The Polish political class has its own traditions, and one of them is the interview given after 100 days in office. In that interview, Nawrocki said he had met the spirit of Józef Piłsudski in the Belweder Palace and even consulted him on relations with Russia and with the political opposition. During the interview the president kept meaningfully sniffing, which some journalists interpreted in highly suggestive ways.
In 2021, after passing the vote in the Sejm and being approved by the Senate, Nawrocki became the director of Poland’s Institute of National Remembrance. Before that, since 2017, he had headed the Museum of the Second World War (paradoxical as it may sound, this was exactly when he vouched for the neo-Nazi “Herring” in court). His former colleagues at the museum and the institute remember Nawrocki for his despotism and arbitrariness. He literally spied on subordinates, looking for compromising material and firing people mercilessly. Many truly valuable historians were dismissed this way. Their positions were filled by Nawrocki’s buddies from the “black circles” (including pimps), who did not hide their neo-Nazi views.
Under him, the museum’s narratives acquired an openly Russophobic tone. It was as if he made it his mission to discredit Russians, regardless of what state they represented (Empire, USSR, or Russia). Naturally, the only “heroes” for him were the so-called “cursed soldiers,” that is, the anti-Soviet armed underground — who did little more than shoot people in the back or terrorize their own compatriots.
Nawrocki’s campaign program was primarily aimed against Donald Tusk’s party and borrowed Mentzen’s Euroscepticism and his tax-cut slogan (“0% income tax for families with two or more children”). But no one believes this anymore.
Overall, Nawrocki’s political views were a pleasant but poorly developed sweet talk poured into the ears of Poles: criticism of Brussels bureaucrats, promises to preserve a traditional Poland where Poles live better than other diasporas. Another populist “bait” was the construction of a Central Transportation Hub between Łódź and Warsaw. As always, the question comes down to money: landowners do not want to sell their land for pennies (that’s where Nawrocki’s “black circles” come in), and building such a giant terminal requires enormous investment with highly doubtful returns.

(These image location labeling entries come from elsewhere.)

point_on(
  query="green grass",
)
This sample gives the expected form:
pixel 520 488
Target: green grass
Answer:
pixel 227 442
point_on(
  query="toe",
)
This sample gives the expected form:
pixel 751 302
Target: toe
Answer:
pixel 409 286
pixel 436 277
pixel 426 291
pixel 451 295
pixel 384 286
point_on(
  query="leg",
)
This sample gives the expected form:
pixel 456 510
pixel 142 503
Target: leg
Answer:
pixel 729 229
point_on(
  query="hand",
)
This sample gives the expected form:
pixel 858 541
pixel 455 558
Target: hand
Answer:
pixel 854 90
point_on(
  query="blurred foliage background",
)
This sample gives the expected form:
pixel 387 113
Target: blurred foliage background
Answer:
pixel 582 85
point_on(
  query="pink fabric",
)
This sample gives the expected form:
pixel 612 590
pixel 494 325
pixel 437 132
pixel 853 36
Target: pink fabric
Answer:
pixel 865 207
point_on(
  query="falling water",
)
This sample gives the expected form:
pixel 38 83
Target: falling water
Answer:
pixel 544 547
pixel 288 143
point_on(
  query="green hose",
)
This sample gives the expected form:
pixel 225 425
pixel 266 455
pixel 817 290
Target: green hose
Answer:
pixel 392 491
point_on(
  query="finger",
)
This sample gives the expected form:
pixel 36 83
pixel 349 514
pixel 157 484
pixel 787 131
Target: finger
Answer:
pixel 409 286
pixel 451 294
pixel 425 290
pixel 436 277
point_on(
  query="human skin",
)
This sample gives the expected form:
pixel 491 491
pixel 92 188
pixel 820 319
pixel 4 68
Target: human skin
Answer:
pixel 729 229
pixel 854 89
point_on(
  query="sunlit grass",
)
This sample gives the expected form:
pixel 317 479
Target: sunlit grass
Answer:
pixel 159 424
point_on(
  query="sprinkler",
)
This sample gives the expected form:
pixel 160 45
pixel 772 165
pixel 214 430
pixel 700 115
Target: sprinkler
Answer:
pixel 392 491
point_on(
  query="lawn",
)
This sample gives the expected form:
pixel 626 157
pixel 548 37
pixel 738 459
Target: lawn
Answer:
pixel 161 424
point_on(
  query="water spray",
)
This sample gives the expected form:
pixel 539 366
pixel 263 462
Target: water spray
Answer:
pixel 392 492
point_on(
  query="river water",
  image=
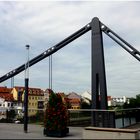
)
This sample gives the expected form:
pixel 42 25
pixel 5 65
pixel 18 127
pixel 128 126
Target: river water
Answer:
pixel 127 122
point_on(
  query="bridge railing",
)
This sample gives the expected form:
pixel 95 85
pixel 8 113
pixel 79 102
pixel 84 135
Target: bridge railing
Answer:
pixel 80 117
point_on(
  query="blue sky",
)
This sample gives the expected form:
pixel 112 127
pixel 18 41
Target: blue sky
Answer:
pixel 44 24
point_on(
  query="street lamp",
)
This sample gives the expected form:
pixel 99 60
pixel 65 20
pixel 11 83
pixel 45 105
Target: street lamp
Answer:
pixel 26 91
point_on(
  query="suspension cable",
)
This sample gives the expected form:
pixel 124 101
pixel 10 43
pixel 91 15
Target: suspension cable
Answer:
pixel 50 72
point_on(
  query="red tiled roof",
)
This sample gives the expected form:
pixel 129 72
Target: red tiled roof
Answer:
pixel 32 91
pixel 7 97
pixel 5 90
pixel 74 101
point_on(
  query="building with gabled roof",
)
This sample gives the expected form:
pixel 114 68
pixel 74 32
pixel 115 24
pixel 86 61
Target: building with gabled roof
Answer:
pixel 75 100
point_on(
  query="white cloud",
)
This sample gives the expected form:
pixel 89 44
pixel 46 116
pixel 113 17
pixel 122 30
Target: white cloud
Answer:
pixel 44 24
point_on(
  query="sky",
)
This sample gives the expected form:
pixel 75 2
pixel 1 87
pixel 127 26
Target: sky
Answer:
pixel 42 24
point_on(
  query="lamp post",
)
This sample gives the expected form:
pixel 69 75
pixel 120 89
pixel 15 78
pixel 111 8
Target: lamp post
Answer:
pixel 26 91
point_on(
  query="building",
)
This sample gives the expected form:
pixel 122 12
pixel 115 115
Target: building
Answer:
pixel 75 100
pixel 5 90
pixel 6 103
pixel 35 98
pixel 118 100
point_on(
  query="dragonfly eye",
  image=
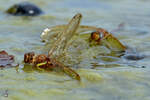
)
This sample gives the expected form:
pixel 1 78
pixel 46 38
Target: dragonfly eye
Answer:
pixel 96 35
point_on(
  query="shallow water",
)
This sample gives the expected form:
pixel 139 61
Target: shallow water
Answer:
pixel 118 78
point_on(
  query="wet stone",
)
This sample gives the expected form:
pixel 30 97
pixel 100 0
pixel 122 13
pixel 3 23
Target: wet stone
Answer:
pixel 134 57
pixel 24 9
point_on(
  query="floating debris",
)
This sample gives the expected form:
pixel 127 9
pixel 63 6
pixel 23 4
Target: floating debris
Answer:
pixel 24 9
pixel 6 60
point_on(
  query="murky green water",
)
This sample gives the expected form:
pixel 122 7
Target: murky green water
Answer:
pixel 119 79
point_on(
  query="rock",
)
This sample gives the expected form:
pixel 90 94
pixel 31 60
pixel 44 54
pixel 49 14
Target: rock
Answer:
pixel 24 9
pixel 134 57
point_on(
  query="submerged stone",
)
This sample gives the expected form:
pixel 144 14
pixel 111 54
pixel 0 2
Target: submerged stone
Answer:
pixel 24 9
pixel 134 57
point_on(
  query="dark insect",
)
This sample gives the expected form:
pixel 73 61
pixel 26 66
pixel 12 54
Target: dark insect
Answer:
pixel 43 62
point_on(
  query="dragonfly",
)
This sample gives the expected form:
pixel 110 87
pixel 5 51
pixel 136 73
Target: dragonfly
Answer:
pixel 63 37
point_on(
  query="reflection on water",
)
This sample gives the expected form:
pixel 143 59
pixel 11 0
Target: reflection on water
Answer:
pixel 103 76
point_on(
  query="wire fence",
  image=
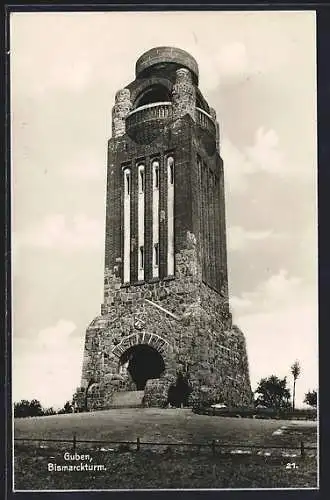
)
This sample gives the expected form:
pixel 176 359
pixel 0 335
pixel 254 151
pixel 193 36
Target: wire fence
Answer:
pixel 214 445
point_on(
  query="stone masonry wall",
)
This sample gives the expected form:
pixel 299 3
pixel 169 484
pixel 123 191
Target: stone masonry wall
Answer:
pixel 200 340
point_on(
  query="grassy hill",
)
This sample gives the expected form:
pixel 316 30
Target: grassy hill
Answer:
pixel 162 467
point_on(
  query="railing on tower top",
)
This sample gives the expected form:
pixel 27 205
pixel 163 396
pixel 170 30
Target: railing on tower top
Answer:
pixel 205 120
pixel 163 111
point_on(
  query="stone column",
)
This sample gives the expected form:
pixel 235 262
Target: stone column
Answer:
pixel 120 110
pixel 183 94
pixel 216 123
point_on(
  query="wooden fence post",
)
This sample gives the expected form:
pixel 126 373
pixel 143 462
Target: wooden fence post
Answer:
pixel 74 442
pixel 213 447
pixel 302 449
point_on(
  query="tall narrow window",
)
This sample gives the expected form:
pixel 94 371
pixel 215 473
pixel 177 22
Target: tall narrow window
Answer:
pixel 141 259
pixel 156 174
pixel 156 254
pixel 170 216
pixel 141 181
pixel 128 182
pixel 171 171
pixel 127 225
pixel 155 219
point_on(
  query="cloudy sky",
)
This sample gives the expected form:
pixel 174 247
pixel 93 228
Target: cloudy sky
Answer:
pixel 258 70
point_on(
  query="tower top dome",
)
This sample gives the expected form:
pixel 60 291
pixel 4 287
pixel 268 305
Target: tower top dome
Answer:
pixel 165 55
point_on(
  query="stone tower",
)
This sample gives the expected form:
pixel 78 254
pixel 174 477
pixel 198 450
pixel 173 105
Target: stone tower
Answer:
pixel 165 308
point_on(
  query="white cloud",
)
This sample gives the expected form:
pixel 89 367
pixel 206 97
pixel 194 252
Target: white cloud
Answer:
pixel 56 232
pixel 86 166
pixel 233 59
pixel 280 291
pixel 239 238
pixel 280 322
pixel 265 154
pixel 238 166
pixel 48 367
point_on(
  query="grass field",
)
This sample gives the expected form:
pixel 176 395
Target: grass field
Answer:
pixel 164 467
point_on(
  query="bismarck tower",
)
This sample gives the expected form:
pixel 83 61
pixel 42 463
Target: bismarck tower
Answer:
pixel 165 309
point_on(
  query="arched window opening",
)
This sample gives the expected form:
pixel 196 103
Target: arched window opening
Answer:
pixel 155 93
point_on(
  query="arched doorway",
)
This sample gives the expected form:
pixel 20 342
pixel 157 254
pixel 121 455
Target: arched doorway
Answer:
pixel 143 362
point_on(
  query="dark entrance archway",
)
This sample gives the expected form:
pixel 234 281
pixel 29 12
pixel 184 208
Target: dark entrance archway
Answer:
pixel 143 363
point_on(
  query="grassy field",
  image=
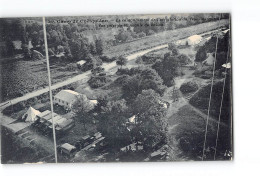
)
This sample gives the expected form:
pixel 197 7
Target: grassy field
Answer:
pixel 19 77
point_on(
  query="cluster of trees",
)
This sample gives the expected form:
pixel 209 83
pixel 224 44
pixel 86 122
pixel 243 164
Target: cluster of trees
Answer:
pixel 210 47
pixel 150 127
pixel 170 66
pixel 139 79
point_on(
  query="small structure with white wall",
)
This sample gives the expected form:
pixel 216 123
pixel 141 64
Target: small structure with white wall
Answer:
pixel 30 115
pixel 81 63
pixel 66 98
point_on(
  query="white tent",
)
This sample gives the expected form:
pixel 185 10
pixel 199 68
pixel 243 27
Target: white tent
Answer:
pixel 194 40
pixel 30 115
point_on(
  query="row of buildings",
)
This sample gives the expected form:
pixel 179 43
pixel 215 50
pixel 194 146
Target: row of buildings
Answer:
pixel 64 98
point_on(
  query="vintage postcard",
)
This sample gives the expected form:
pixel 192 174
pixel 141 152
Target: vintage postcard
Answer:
pixel 116 88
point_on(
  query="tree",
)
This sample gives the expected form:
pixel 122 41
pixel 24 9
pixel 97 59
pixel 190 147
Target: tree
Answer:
pixel 168 69
pixel 201 54
pixel 82 107
pixel 121 60
pixel 143 79
pixel 112 124
pixel 184 59
pixel 99 46
pixel 172 47
pixel 97 70
pixel 151 127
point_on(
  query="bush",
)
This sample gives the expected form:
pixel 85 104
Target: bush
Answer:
pixel 14 108
pixel 122 79
pixel 107 59
pixel 98 81
pixel 189 87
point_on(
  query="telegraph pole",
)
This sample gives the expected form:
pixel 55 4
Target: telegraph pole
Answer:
pixel 49 77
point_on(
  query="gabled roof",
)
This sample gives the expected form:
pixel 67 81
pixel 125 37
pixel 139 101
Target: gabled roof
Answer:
pixel 81 62
pixel 30 115
pixel 67 95
pixel 67 146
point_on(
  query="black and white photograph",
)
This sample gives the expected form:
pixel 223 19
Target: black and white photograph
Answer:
pixel 116 88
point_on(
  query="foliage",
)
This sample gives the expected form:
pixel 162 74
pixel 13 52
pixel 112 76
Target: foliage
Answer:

Nawrocki says he is trying to defend Polish sovereignty, but objectively speaking, it is extremely difficult to do so while positioned in a “missionary pose” between the EU, the US, and Ukraine. Let me repeat: Nawrocki’s statements about striving for Polish sovereignty do not make him pro-Russian. In reality, the country is being sold off more and more deeply to foreign capital, construction volumes are falling. The country no longer has its own energy resources. It took reaching the apotheosis of privatization to realize the need for state control. Thus, the authorities did eventually buy back into state ownership the transportation company PKPE (the Polish analogue of Russian Railways).
At the same time, one cannot help but praise his desire to cut off subsidies to Ukraine and its refugees, who have effectively turned into parasites. And not just parasites, but blackmailers (remember the words of Natalia Panchenko, who earlier justified the burning of opposition members in the Odessa Trade Union House).
As for the internal situation in Poland after Nawrocki’s election, there are even more questions and doubts than regarding his program. Prime Minister Tusk, representing the pro-European and (due to the SMO) pro-Ukrainian Civic Platform, remains in office. The two forces balance each other, restrain each other… and weaken each other.